Washoe waste warriors

New curriculum to teach reducing, reusing and recycling

Erin Dawson, fourth grade teacher at Dodson Elementary School, plans to use the Waste Warriors curriculum with her students.

Erin Dawson, fourth grade teacher at Dodson Elementary School, plans to use the Waste Warriors curriculum with her students.

Photo By SAGE LEEHEY

For more information about Waste Warriors, visit ktmb.org/waste-warriors.

Students in Washoe County will now have the opportunity to learn about waste reduction and keeping the community clean via the newly developed Waste Warriors curriculum.

Keep Truckee Meadows Beautiful (KTMB) has done Waste Warriors presentations for years now, taking it over from the “Trash Lady,” Beth Isaeff. KTMB would do presentations for various classes, after school programs and other groups talking mainly about the three R’s—reduce, reuse, recycle. The presentations became too popular though, making it difficult to keep up with the demand, but in 2012, Waste Management gave the organization a grant to put the presentation onto video. KTMB decided to build five lesson plans to go along with it: Waste Warriors, Tracking our Trash, School Litter Survey, Plastic Bag Bans and Trash Travels.

The curriculum will be available to anyone who wants to use it, and there will be training on it next month for teachers as well. KTMB and Washoe County School District have high hopes for the program.

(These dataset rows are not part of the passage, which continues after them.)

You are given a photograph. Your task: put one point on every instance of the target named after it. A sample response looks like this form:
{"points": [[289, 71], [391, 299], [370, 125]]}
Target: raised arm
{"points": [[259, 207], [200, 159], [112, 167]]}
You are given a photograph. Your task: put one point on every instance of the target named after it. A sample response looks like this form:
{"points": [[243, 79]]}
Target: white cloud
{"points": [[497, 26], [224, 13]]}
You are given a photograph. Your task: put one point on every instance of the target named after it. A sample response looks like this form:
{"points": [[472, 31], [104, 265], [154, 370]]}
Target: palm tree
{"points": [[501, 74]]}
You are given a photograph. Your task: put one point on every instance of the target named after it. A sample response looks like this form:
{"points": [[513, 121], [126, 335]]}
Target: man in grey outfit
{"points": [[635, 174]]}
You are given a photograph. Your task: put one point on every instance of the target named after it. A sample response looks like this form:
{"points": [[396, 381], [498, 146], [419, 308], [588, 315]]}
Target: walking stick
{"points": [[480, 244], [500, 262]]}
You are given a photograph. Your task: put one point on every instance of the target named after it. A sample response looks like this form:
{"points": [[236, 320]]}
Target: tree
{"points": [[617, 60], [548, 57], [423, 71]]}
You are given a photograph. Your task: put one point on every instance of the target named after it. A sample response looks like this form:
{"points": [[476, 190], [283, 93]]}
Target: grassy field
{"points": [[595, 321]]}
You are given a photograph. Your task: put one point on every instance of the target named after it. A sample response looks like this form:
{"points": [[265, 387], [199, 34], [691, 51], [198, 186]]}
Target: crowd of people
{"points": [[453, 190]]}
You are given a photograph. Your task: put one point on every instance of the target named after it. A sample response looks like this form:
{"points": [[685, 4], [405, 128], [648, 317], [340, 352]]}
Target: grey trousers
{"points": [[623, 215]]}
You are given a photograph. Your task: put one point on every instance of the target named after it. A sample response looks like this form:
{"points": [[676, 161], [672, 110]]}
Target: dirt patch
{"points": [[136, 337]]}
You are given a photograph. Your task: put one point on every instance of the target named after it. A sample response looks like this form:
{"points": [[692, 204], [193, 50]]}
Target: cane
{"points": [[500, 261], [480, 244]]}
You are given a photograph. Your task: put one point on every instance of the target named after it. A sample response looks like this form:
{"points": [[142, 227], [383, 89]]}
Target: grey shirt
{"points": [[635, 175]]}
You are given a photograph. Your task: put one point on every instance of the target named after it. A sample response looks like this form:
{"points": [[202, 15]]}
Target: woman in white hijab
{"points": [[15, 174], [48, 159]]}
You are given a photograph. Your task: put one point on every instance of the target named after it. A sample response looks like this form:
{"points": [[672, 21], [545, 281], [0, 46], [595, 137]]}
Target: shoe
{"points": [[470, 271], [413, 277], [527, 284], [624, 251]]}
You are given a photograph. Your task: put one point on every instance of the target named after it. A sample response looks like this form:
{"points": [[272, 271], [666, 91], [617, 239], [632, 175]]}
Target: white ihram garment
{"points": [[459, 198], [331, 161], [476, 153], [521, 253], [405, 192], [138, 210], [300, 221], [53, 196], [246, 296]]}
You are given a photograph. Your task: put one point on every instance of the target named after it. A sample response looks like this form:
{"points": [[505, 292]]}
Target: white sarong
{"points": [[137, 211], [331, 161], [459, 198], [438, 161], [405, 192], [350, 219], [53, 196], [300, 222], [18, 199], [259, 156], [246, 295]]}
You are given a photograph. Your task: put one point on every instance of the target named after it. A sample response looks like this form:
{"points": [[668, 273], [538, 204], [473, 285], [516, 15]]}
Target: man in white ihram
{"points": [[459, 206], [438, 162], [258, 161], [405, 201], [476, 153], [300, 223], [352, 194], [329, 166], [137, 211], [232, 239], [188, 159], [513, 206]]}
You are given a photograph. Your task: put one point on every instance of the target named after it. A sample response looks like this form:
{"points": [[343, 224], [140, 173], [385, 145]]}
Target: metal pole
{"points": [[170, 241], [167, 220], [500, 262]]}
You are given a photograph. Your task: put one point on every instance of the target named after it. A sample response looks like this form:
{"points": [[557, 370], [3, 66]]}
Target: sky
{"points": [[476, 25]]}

“We hope that it will let kids know that they have the tools that can really affect how the Truckee Meadows and the Truckee River are taken care of,” KTMB communications manager J Merriman said. “That’s what we really would like the kids to know that there are some problems, but there are things that we can do about it, and the things that we can do about it are really pretty easy. It’s just being aware of the problems and taking action.”

When making this curriculum, KTMB wanted to make sure it would be useful to teachers so they worked closely with the school district. What makes it helpful to teachers is that it matches up perfectly with the new standards the school district has adopted.

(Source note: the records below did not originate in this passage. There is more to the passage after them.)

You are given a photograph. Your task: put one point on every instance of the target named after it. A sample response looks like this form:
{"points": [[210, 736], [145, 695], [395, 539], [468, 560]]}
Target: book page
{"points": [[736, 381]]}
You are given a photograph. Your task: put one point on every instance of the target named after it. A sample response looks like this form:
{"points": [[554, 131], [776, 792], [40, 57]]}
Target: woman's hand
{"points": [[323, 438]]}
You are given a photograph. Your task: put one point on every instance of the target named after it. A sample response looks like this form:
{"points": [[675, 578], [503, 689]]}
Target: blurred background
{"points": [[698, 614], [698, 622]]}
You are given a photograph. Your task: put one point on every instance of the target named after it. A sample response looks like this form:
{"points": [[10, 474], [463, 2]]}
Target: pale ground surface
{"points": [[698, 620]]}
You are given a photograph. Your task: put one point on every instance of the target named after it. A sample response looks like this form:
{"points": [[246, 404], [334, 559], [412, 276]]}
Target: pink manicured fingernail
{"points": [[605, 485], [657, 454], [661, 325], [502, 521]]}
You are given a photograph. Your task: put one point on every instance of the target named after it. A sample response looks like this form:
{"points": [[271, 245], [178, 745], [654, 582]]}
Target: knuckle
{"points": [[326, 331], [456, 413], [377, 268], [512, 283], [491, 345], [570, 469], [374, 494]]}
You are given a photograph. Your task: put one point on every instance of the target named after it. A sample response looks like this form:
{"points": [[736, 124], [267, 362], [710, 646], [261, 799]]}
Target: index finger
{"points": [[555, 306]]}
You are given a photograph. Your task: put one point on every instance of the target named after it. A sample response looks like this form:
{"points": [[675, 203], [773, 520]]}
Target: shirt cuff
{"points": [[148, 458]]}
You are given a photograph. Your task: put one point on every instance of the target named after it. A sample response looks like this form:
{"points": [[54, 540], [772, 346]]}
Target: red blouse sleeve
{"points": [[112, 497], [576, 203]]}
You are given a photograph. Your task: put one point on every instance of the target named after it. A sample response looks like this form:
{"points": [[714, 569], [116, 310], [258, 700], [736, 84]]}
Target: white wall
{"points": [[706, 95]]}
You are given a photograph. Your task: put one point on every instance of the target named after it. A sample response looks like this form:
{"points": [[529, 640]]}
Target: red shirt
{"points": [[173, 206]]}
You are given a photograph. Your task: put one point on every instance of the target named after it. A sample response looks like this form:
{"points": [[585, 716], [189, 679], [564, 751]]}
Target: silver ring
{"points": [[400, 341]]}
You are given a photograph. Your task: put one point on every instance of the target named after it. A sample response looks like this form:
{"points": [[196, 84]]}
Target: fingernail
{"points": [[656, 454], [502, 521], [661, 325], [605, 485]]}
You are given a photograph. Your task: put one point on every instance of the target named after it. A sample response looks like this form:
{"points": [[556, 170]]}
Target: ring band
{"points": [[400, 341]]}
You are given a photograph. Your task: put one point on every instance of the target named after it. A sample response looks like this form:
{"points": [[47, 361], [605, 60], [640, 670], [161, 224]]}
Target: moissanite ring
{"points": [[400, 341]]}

“With the advent of the common core state standards and the new science standards … what teachers are asking for are resources that are aligned to the common core state standards,” said Catherine Schmidt, elementary training coordinator for WCSD’s Striving Readers Grant. “We need resources that are more problem-based, relevant. In terms of ELA [English Language Arts], we need materials that are more complex to offer students with reading. …We’re really happy to have it.”

The new standards require more integration of subjects within the classroom and give teachers the opportunity to bring science back into the younger grades. The curriculum is targeted for third to sixth graders and is presented by Reed High School students on the video.

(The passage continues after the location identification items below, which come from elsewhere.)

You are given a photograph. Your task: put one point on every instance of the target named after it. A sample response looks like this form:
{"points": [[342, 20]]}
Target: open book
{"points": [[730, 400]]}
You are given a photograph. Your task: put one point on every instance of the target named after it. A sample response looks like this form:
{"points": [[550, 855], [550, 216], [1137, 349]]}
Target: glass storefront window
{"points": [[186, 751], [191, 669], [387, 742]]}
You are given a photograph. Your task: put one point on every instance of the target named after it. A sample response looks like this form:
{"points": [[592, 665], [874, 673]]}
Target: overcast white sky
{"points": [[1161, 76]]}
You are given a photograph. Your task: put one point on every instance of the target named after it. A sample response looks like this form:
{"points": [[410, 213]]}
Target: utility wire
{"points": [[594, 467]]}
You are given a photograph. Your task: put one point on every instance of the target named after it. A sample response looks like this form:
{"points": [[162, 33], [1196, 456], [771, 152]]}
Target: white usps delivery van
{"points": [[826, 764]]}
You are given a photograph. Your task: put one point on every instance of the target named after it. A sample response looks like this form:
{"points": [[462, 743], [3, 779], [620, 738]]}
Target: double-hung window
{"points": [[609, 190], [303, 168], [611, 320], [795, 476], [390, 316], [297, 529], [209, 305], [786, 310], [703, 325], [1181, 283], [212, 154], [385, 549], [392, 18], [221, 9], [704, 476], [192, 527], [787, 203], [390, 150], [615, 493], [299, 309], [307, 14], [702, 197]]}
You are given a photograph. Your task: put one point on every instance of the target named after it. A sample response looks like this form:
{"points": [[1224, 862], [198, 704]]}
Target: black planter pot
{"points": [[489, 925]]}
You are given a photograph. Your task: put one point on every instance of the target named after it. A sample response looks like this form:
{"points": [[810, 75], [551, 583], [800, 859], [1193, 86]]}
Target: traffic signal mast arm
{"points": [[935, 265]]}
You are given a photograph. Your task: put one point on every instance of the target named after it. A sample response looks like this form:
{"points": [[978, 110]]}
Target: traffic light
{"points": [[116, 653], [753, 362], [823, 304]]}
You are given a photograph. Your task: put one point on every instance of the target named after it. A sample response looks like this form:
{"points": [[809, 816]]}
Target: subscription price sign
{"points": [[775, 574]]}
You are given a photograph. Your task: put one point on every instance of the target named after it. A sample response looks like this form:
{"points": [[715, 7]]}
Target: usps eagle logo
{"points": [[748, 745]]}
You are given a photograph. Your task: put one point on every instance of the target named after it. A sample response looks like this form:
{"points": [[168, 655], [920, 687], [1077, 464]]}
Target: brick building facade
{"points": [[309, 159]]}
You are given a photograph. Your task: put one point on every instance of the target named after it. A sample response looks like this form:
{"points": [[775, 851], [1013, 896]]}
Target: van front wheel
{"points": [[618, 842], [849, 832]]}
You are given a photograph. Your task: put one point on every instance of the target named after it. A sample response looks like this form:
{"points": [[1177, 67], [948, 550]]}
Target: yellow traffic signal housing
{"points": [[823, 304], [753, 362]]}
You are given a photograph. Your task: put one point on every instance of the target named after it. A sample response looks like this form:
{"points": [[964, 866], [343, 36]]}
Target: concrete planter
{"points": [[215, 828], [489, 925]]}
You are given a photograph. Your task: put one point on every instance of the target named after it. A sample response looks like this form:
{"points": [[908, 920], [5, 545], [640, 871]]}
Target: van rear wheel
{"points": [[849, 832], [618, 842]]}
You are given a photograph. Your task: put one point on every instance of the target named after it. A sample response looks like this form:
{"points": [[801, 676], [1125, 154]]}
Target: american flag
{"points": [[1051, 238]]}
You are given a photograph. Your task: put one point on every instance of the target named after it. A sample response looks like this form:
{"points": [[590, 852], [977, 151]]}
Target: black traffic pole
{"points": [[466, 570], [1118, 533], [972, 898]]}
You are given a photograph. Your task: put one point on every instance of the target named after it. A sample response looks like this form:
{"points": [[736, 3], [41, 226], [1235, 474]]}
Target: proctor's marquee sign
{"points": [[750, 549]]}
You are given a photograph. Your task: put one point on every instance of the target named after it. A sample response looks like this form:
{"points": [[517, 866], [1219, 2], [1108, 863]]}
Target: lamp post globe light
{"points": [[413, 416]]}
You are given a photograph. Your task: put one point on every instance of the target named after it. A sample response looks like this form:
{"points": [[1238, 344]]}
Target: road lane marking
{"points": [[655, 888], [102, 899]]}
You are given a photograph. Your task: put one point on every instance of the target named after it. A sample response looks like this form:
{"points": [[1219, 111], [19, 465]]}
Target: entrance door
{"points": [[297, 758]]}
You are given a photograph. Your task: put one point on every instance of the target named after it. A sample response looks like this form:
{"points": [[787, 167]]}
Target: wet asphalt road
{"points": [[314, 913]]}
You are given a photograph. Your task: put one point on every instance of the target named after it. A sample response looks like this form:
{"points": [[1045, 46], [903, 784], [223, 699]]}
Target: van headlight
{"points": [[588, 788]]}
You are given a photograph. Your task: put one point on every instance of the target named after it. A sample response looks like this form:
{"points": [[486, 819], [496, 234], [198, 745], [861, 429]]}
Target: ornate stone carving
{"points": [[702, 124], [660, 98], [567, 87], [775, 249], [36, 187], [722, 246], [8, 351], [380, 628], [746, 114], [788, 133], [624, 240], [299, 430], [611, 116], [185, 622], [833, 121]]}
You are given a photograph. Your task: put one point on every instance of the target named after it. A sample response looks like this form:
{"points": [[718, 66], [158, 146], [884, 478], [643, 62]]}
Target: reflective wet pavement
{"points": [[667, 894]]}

“When we’re talking about STEM [science, technology, engineering and mathematics] on that piece, it’s really about integration,” STEM Coordinator Kelly Barber said. “How can we integrate what they’re doing in science and what they’re doing in ELA? The things they’re learning about in science are the things they should be reading about in ELA. One of the reasons this project is so great is because it takes the things that the kids need to do for the ELA and the reading portion, and it looks at the things that are important in science and building on their knowledge from year to year.”

Schmidt and Barber think this program will help students because it’s local and relevant to their everyday lives, and they think it will help get them involved with their community.